RTO and RPO are key numbers a business determines as part of business continuity planning.
Recovery Time Objective, or RTO, is the maximum amount of time a service outage can last and still be considered acceptable by the business. It’s an ‘objective’, in the sense that the organization’s goal is to get the service back up and running within the RTO window. Once you know your RTO, you can plan accordingly to get the service back online within that window.
For instance, a web server might have an RTO of on hour. If that server goes down, the company’s goal is to get it back online in under an hour – and the IT team can plan ahead of time to make sure that happens.
Recovery Point Objective, or RPO, refers to how much data loss is acceptable. If a cache of data has an RPO of one week, that means the business can accept losing up to one week a data. Once a company knows its RPO, it can then set its backup cycle accordingly. If a one-week RPO is acceptable, the company only has to backup the data once a week to ensure they can maintain their RPO.
In some cases, any loss of data or service for more than a second or two is unacceptable. If that’s the case, the service has to rely on failover systems to maintain service and data integrity at all times. That level of uptime can be costly to maintain – but as cloud infrastructure has developed, it has become cheaper and more viable, especially for common use cases such as hosting a website.
As you can see, RTO and RPO have some key similarities. They’re both important numbers to know as part of a business continuity plan, and they’re both measured in terms of time. But where RTO applies to service outages, RPO applies to data. From there, several differences arise.
How RTO & RPO Fit Into Business Continuity Planning
A business continuity plan outlines what a business will do in the event of a disaster that takes all or part of the business offline. It’s concerned chiefly with two things: getting essential business functions up and running, and ensuring the business survives the disaster intact.
Some business functions are more essential than others. For a bank, allowing customers to deposit and withdraw money is fundamental. Lending might be an important part of the bank’s business, but their customers won’t riot if the bank puts new loans on pause for a couple weeks while it recovers from a disaster.

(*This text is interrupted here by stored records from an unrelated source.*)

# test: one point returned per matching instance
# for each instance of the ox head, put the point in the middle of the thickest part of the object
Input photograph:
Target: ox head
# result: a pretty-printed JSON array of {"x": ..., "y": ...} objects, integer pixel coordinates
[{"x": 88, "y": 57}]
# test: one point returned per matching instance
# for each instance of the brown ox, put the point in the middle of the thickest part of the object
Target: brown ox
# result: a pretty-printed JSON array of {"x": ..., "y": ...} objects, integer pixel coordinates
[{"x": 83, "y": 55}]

When putting together a business continuity plan, the bank might determine that cash transactions have a six-hour RTO, while issuing new loans has an RTO of two weeks. Once the bank understands that, they can work on preparations so that cash transactions will be back online within six hours of a disaster.
Some data is more essential than others, as well. You wouldn’t want to lose ten minutes of transaction data, for instance, which is why it makes sense to back up data as it comes in. In this case, the data might have an RPO of less than one second.

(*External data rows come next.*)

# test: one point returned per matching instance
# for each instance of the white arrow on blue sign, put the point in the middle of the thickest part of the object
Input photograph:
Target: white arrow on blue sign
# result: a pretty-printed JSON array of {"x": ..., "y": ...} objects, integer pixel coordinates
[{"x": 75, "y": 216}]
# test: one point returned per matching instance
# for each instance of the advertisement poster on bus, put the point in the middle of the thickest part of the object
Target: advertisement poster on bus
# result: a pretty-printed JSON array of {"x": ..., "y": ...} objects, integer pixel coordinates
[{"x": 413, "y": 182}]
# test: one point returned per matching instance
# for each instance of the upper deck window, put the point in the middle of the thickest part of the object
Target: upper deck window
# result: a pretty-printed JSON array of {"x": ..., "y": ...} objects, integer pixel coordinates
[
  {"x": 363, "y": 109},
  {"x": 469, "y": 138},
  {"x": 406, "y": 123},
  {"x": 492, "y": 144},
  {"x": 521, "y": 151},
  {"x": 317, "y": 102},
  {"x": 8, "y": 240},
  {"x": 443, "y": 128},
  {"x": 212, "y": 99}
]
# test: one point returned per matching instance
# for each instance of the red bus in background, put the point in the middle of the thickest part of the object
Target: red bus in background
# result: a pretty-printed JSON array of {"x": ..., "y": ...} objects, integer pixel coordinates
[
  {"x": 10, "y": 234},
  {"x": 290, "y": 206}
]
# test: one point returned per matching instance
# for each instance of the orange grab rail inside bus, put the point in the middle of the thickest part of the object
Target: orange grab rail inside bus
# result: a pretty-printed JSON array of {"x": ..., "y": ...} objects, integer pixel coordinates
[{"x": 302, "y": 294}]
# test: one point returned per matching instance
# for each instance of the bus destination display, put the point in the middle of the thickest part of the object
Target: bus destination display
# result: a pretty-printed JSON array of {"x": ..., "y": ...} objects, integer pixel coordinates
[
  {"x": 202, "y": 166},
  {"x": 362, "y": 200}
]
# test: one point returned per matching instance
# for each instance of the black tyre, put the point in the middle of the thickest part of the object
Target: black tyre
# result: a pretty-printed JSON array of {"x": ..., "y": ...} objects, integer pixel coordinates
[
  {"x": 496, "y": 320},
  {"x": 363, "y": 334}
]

Losing two hours of work, on the other hand, is painful – but not irreplaceable. Even then, losing work has become increasingly uncommon with the proliferation of software and storage services that simultaneously save files to a cloud server and to the users’ local computer. Twenty years ago, who knew that instantaneous backup would become so common? Not that it ever hurts to email yourself important documents, just in case. 😉
The right time to come up with a business continuity plan is before a disaster strikes – if you’re coming up with it on the fly, it’s not really a plan, is it? But by figuring it out ahead of time, you can set up the failsafes and map out the procedures that will restore essential services as quickly as possible, while minimizing data loss.
RTO & RPO in Practice: Business Impact Analysis
To come up with the right RTO or RPO, you’ll need to ask yourself a few key questions.

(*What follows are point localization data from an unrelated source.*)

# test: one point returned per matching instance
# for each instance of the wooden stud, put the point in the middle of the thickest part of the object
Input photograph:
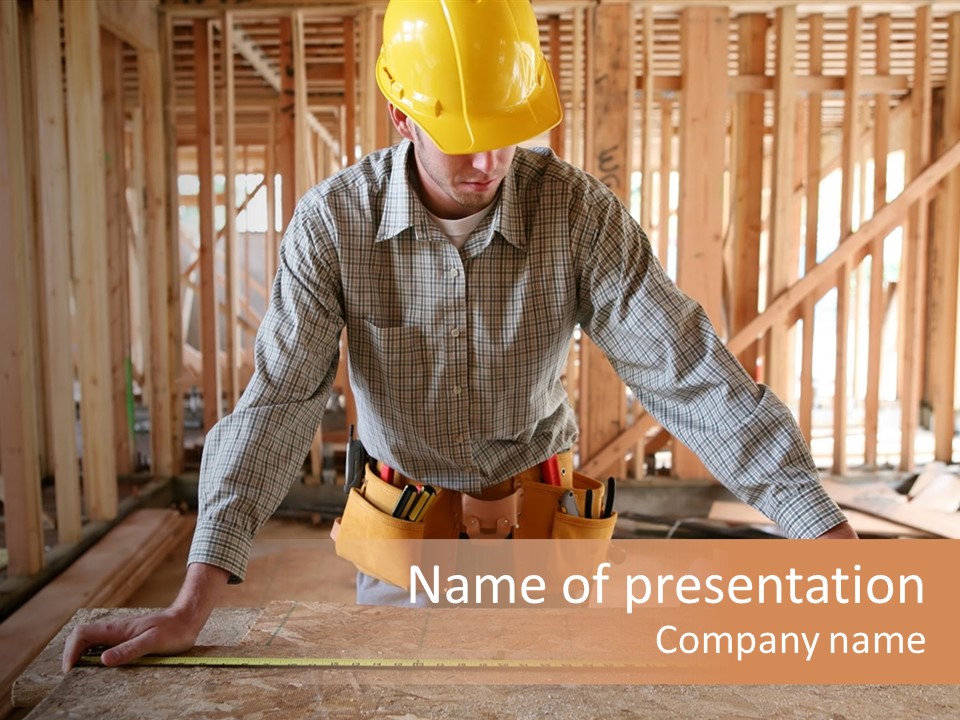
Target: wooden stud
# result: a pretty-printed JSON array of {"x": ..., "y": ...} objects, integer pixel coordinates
[
  {"x": 18, "y": 443},
  {"x": 703, "y": 132},
  {"x": 646, "y": 114},
  {"x": 913, "y": 266},
  {"x": 780, "y": 261},
  {"x": 230, "y": 241},
  {"x": 88, "y": 207},
  {"x": 209, "y": 312},
  {"x": 881, "y": 141},
  {"x": 610, "y": 99},
  {"x": 118, "y": 263},
  {"x": 349, "y": 143},
  {"x": 944, "y": 268},
  {"x": 164, "y": 317},
  {"x": 556, "y": 132},
  {"x": 666, "y": 168},
  {"x": 286, "y": 126},
  {"x": 747, "y": 210},
  {"x": 54, "y": 234},
  {"x": 882, "y": 222},
  {"x": 848, "y": 187}
]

- What recovery period would be necessary to keep the business running?
- What recovery period would be ideal?
- What recovery period is possible, given our resources and the potential circumstances?
- What will it take to get a service up and running again in a given timeframe?
- How much will it cost per year to ensure that objective?
- How much money will be lost while the service is down?
- What other impacts might the outage or data loss have?
This type of thinking falls in the realm of business impact analysis, which assesses the potential impact of outages, disruptions, and other adverse events upon a business. Much of it comes down to key questions of what could go wrong and what it would take to mitigate these situations.
An small ecommerce site that goes down might lose $1,000 per hour on average. That can be a lot for a small business, and the business owner might indeed be very motivated to get their site back online as quickly as possible. But it might not make sense to spend hundreds of thousands of dollars a year on a backup site to ensure an RTO of less than an hour.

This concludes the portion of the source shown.